Читаем Царь Иоанн Грозный полностью

   — Тем лучше! Ведь вас повезут в колеснице. Пусть всякий видит, что вы дочь старейшины дерптского... А кому и быть богатым, как не ему? Правду сказать — и милый ваш рыцарь богат... Никогда серебром не дарит меня, всё золотыми деньгами. Видно, у него их много в замке его. О, вы будете ещё богаче.

   — Ах, Бригиттушка, я думаю, счастье не в богатстве, а в любви того, кого любишь.

Бригитта продолжала выхвалять Тонненберга. Минне приятно было слышать о нём, но разговор был прерван прибежавшим растрёпанным эстонцем, который, запыхавшись, едва мог промолвить Минне: «Госпожа-барышня, господин-батюшка кличет вас».

Минна весело побежала, но каково было удивление её, когда отец сурово встретил её.

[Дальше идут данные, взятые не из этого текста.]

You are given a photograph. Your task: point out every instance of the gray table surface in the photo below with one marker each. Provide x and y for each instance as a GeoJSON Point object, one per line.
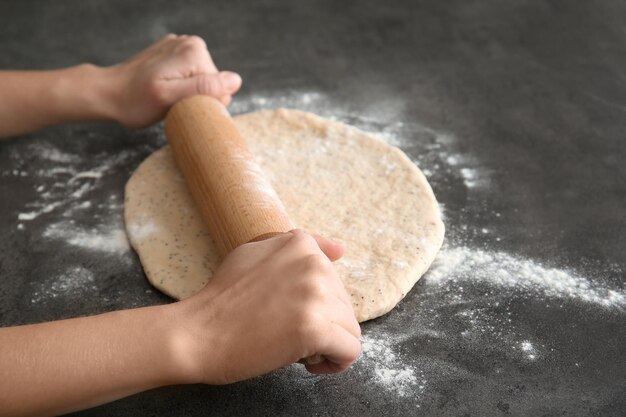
{"type": "Point", "coordinates": [516, 111]}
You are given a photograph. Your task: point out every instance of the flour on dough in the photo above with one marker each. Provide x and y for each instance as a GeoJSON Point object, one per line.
{"type": "Point", "coordinates": [333, 179]}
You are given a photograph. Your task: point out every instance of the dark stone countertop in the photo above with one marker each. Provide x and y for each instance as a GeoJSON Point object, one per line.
{"type": "Point", "coordinates": [516, 111]}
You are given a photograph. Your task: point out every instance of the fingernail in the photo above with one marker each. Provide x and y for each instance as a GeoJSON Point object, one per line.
{"type": "Point", "coordinates": [230, 80]}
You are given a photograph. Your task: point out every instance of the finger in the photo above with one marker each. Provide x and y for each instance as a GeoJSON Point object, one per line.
{"type": "Point", "coordinates": [226, 99]}
{"type": "Point", "coordinates": [344, 318]}
{"type": "Point", "coordinates": [231, 81]}
{"type": "Point", "coordinates": [215, 85]}
{"type": "Point", "coordinates": [333, 250]}
{"type": "Point", "coordinates": [341, 352]}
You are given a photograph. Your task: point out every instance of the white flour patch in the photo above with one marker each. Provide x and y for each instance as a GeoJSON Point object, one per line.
{"type": "Point", "coordinates": [97, 239]}
{"type": "Point", "coordinates": [389, 370]}
{"type": "Point", "coordinates": [62, 182]}
{"type": "Point", "coordinates": [455, 267]}
{"type": "Point", "coordinates": [141, 231]}
{"type": "Point", "coordinates": [68, 200]}
{"type": "Point", "coordinates": [75, 281]}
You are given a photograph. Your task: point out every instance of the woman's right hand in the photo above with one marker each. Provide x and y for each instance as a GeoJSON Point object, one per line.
{"type": "Point", "coordinates": [269, 304]}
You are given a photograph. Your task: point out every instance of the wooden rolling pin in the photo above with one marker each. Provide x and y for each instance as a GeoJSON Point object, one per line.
{"type": "Point", "coordinates": [236, 201]}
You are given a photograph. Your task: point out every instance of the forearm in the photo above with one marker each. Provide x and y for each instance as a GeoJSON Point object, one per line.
{"type": "Point", "coordinates": [73, 364]}
{"type": "Point", "coordinates": [31, 100]}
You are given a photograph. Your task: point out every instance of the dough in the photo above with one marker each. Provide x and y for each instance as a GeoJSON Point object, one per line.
{"type": "Point", "coordinates": [333, 179]}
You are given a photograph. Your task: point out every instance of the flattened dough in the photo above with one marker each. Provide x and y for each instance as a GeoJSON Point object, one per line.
{"type": "Point", "coordinates": [333, 179]}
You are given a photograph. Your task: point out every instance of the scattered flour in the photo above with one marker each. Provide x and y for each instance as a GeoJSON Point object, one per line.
{"type": "Point", "coordinates": [389, 370]}
{"type": "Point", "coordinates": [102, 240]}
{"type": "Point", "coordinates": [458, 266]}
{"type": "Point", "coordinates": [449, 308]}
{"type": "Point", "coordinates": [66, 186]}
{"type": "Point", "coordinates": [141, 231]}
{"type": "Point", "coordinates": [75, 280]}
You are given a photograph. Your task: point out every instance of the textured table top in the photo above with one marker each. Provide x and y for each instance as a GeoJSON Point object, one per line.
{"type": "Point", "coordinates": [515, 110]}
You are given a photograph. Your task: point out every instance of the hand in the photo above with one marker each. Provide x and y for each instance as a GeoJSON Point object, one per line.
{"type": "Point", "coordinates": [148, 84]}
{"type": "Point", "coordinates": [270, 304]}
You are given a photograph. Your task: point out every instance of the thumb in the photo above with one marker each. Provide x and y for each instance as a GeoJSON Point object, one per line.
{"type": "Point", "coordinates": [215, 85]}
{"type": "Point", "coordinates": [333, 250]}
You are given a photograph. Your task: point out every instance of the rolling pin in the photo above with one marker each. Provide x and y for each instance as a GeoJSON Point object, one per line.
{"type": "Point", "coordinates": [235, 200]}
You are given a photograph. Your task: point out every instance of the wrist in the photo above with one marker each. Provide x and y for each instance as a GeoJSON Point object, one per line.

   — Минна! — сказал он, — с этого дня Тонненберг не появится в доме моём. Не отлучайся от Бригитты. — А ты, — продолжал он, обратясь к старушке, — будь при ней безотлучно, ни на шаг из дома!

   — Тонненберг не появится? — спросила Минна.

   — Я не хочу и слышать о нём. Ты не должна и думать о нём!

Ридель вышел из комнаты, оставя Бригитту в недоумении и Минну в слезах.

В тот же вечер Минна слышала продолжительный стук в ворота дома Риделева, но не отпирали их; слышала грубый голос привратника и, взглянув в окно, увидела удаляющегося рыцаря. По белому перу на голубом шлеме она узнала Тонненберга.

Набегающие облака заслонили сияние вечернего солнца. Минне казалось, что лучшие надежды её скрылись за облаком бедствия.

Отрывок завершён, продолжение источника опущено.